Triage Teams Should Be Diverse
Triage decisions for life-saving measures are fraught with possible inequity. In the Pittsburgh model, triage personnel are apparently not shuttered from patient demographics and potentially other aspects such as sexual orientation. A triage physician does the assessment. The guidance tries to ensure triage objectivity. However, implicit and unconscious negative bias can influence the best-intentioned assessments. Because such adverse bias is often directed toward groups already experiencing social inequities, average triage evaluations of them will be worse, enhancing the injustice. As a partial corrective, populations historically oppressed and disadvantaged must be represented on triage teams.11
Triage Accounts Incorporate Justice, but Differently
To my knowledge, published triage models and related analyses explicitly or implicitly incorporate social justice and background concepts of respect for persons and their equal and substantial worth. My stress on the justice-respect-worth framework does not imply otherwise. I presume that all value these core moral precepts. At issue is how we interpret them.
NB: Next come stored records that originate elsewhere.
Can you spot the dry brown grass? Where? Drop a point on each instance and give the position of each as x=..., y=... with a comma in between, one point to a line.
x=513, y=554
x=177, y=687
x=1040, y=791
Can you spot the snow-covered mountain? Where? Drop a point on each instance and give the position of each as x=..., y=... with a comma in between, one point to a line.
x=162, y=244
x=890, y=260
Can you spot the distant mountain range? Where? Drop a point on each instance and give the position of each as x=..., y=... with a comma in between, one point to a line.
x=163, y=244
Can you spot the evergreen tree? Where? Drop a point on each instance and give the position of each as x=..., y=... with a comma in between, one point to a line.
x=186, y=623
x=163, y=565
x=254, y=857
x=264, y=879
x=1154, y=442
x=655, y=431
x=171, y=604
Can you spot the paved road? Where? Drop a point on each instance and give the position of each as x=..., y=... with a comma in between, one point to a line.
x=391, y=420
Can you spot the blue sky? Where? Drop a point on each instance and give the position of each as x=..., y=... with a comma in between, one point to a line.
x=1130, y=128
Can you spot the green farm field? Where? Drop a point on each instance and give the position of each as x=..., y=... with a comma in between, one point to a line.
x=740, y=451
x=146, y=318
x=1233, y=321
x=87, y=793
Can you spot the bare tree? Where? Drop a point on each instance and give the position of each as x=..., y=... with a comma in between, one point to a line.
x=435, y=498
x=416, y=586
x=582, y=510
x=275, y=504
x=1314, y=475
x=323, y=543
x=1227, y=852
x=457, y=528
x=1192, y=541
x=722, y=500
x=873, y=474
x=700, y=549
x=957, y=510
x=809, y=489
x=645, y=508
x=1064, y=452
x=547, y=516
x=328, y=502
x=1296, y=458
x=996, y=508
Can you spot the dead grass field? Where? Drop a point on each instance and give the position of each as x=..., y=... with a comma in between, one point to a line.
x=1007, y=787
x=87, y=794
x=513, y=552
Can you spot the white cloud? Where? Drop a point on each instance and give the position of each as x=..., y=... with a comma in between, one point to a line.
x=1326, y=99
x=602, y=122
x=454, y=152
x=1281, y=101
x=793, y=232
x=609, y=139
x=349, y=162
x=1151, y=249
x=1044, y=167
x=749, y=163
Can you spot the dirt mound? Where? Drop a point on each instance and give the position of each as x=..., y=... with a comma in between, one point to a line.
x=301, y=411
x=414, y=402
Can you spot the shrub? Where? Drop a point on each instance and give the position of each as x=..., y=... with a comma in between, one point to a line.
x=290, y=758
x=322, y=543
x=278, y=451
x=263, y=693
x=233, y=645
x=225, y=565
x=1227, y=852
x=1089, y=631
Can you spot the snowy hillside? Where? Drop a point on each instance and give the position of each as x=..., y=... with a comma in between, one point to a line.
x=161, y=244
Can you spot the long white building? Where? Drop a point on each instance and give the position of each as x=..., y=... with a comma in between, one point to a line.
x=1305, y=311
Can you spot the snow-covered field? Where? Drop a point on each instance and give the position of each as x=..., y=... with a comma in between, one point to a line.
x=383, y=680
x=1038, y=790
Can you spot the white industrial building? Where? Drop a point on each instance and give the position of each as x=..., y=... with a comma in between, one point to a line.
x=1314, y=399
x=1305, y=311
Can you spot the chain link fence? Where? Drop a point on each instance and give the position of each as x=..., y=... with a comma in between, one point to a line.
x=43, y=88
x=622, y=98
The foundational moral framework for triage of life-saving measures should be social justice coupled with respect for persons and their equal and substantial moral worth. This framework has important implications for who sets policies, how they do it, and the policies. Policy decision-makers must include empowered representatives of disenfranchised and oppressed groups, such as populations experiencing historical racial/ethnic bias, oppression, and other social inequities. Concrete allocation policies and strategies must build on this ethical framework. Triage policies can reasonably lend priority to people more likely to survive hospitalization and a brief time after. Priority for subsequent life-years saved perpetuates social injustice and generally should be avoided.
The author thanks Jeroan Allison, MD, MS, for suggesting the general topic, shared comments about the Pittsburgh model, and helpful feedback about an earlier draft that included 2 other reviewers’ input. One reviewer also contributed line-by-line review and comments. Many thanks are due to all.